Historically, social media has never been a major player for online retailers with an average conversion rate far below the rest of the marketing channels. Social, by and large, has been a means to gain brand awareness and to manage a company’s online reputation rather than the means of converting online shoppers. In an effort to enhance the value of social media, both Twitter and Facebook are rolling out upgrades that would allow purchases directly on their respective platforms. Both Twitter and Facebook are promoting this as a means to vastly reduce the time and steps necessary to go from consumer interest to purchase. So what does this mean for online retailers and what are the consequences for more traditional marketing channels like email campaigns?
How will social shopping work?
As we see in the video, the overall process is extremely simple. In the case of Twitter, you simply add your shopping info (credit card, address, etc) to your profile. On the other end, participating retailer (currently including Home Depot and Burberry as part of their testing phase) will promote items, discounts and some exclusives on their Twitter feed. Then according to Twitter, “After tapping the “Buy” button, you will get additional product details and be prompted to enter your shipping and payment information. Once that’s entered and confirmed, your order information is sent to the merchant for delivery.”
In theory, rollout of social shopping experience like Twitter’s should be good news for online retailers. Shopping cart abandonment would be virtually non-existent as there is technically no cart to abandon. Effectively, Twitter’s goal is to come as close to a 1-click purchase as possible.
Where social shopping can fail
While the idea of social shopping may sound great, there are clearly challenges that social media would have to surmount in order to be a viable eCommerce channel, especially when compared to other channels like email.
1) Product research: One of the greatest advantages of shopping online is the ability to research and compare products. Whether through online reviews, comparison shopping, or, standard recommendations (e.g., customers who bought this product also bought these other products), modern eCommerce experience provides many options to research and compare products before consumers make a decision to purchase something.
While social shopping creates an opportunity to capitalize on impulse purchases, savvier shoppers will still want to research products and deals before they commit to buy them. Unless it’s a retargeting ad for one of the products consumers have browsed and researched before, it would be foolish to expect many consumers to buy a product on a whim after discovering it in their timeline.
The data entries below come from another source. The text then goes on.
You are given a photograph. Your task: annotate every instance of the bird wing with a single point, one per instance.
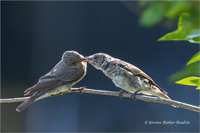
(58, 76)
(136, 71)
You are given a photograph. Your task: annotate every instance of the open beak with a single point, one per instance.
(85, 59)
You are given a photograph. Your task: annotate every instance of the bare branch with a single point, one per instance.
(113, 93)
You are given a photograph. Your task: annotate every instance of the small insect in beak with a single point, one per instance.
(84, 59)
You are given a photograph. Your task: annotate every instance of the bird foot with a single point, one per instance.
(121, 93)
(133, 95)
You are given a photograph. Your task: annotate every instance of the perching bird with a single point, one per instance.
(126, 76)
(70, 70)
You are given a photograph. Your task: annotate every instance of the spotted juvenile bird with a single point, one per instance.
(126, 76)
(70, 70)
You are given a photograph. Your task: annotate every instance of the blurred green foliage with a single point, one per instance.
(187, 14)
2) Lack of personalization: One of the main reasons why email has the highest conversion rate and the highest ROI is its one-on-one nature and ability to personalize email based on the user behavior and purchase history. By using a number of data points, algorithmic merchandising enables retailers to target consumers with relevant set of products personalized to their online behavior and optimized in real-time based on live inventory performance. As mentioned earlier and looking a bit far ahead, the best personalization opportunity for social shopping down the road would be retargeting, i.e. displaying a product users have previously browsed (assuming the tracking technology gets enabled for the “buy” button on social media). As enticing as it sounds, it is still far less sophisticated and flexible than what algorithmic merchandising can currently achieve in email.
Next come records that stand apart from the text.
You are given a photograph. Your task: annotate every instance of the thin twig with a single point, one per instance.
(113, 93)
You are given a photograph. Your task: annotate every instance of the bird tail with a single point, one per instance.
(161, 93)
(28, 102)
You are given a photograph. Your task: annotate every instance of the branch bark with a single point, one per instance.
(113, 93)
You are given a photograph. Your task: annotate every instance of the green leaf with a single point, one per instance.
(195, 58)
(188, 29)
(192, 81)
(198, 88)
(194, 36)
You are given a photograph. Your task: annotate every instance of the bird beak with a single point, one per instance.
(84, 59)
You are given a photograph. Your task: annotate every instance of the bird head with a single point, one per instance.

3) Visibility: A marketing campaign is only effective if it can be seen by the target audience. Email campaigns work in part because an email inbox is asynchronous (email can be received at a different time from when it is sent) and is relatively slow moving, when compared to a Facebook or Twitter timeline. More importantly, email has a high degree of deliverability and visibility to the end consumer: consumers are likely to at least see the subject line and old email can be easily searched and archived. Unlike email, social media is rapidly moving with no guarantees about the visibility of your messages and practically non-existent search/archiving mechanism. A social shopping campaign would require far more impressions in order to be visible and effective to the audience: many potential consumers may miss your campaign completely, while others may see it multiple times. Meanwhile, as we have learned from email marketing, high frequency is often negatively correlated with campaign’s engagement metrics.
What does it all mean?
By combining retargeted product ads with streamlined checkout process, “buy” button on social media seems like a great enhancement to the current social media ad experience, highly dominated by retargeting ads. However, we don’t see social media “buy” button becoming a viable means to shop online. Established channels like email marketing and search will continue to dominate the marketing world of online commerce as they provide more flexibility to the retailers and higher degree of personalization and convenience to the end users.